The proposed architecture consists of two components: an aperture assembly and sensor of a single detection element. Credit: arXiv:1305.7181 [cs.CV]

A small team of researchers at Bell Labs in New Jersey has built a camera that has no lens. Instead, as they explain in their paper they’ve uploaded to the preprint server arXiv, the camera uses a LCD array, a photoelectric sensor and a computer to create always in-focus pictures.

 

Traditional cameras all use the same basic model: light coming through a lens is focused onto film, an array of sensors or in biological models, a retina. This process is based on capturing the most data possible to create the best looking image. In this new effort the Bell Labs team took very nearly the opposite approach, their imaging technique is based on the idea that measurement of light as it’s bounced off of an object carries a lot of redundancy—to take advantage of that, researchers use what is known as compressive sensing.

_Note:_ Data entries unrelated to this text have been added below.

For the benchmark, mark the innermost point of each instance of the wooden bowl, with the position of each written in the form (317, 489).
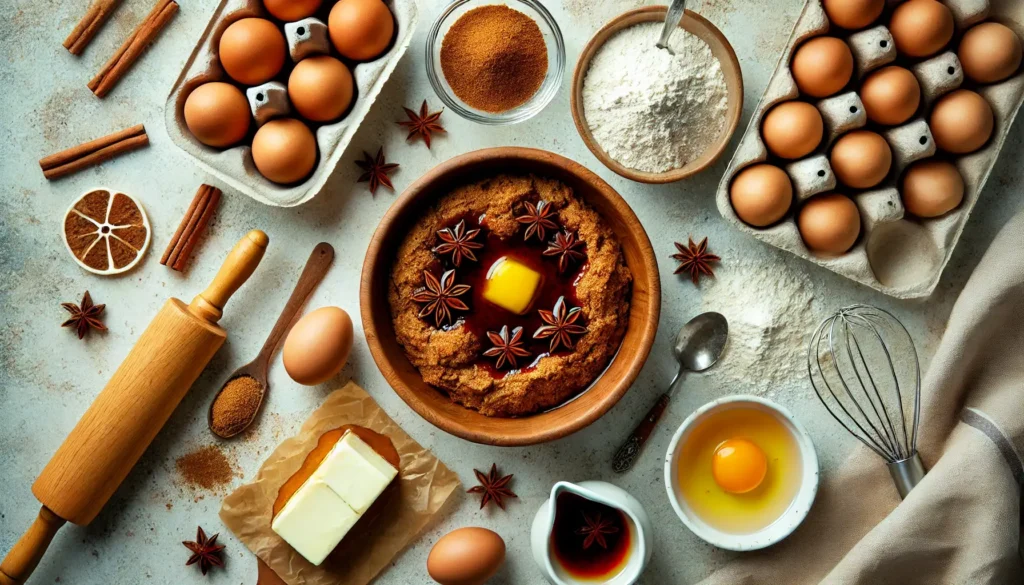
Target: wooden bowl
(720, 47)
(434, 405)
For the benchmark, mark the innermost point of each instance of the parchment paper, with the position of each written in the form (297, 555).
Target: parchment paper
(424, 484)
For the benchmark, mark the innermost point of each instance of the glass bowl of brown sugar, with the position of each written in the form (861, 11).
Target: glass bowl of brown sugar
(496, 61)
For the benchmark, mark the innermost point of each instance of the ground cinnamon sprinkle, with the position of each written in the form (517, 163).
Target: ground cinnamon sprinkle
(206, 467)
(236, 406)
(495, 57)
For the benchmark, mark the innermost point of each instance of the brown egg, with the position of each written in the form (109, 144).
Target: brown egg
(360, 30)
(853, 14)
(317, 346)
(861, 159)
(921, 28)
(793, 129)
(932, 187)
(962, 122)
(761, 195)
(285, 151)
(829, 223)
(321, 88)
(466, 556)
(291, 10)
(252, 50)
(217, 114)
(990, 52)
(822, 66)
(891, 95)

The new camera they built has just three main components: an LCD array that allows light to pass through, a RGB photoelectric sensor, and a computer to control the LCD and to process the data that is received from the sensor. To create an image, the LCD array is placed between an object to be “photographed” and the single pixel sensor. The computer sends signals to the LCD causing some of the crystals in the LCD to allow light to pass through—each serves as a tiny aperture. The crystals in the LCD are chosen by a random number generator—the end result is an LCD panel with a speckled pattern. The photoelectric sensor then captures the light that is allowed to pass through the LCD panel and sends the data to the computer. To create a single picture, multiple image-captures are taken with different random patterns generated on the LCD panel. The data from all of the image-captures is processed afterwards and the result is a single photograph—the more image-captures taken, the higher the resolution of the final product.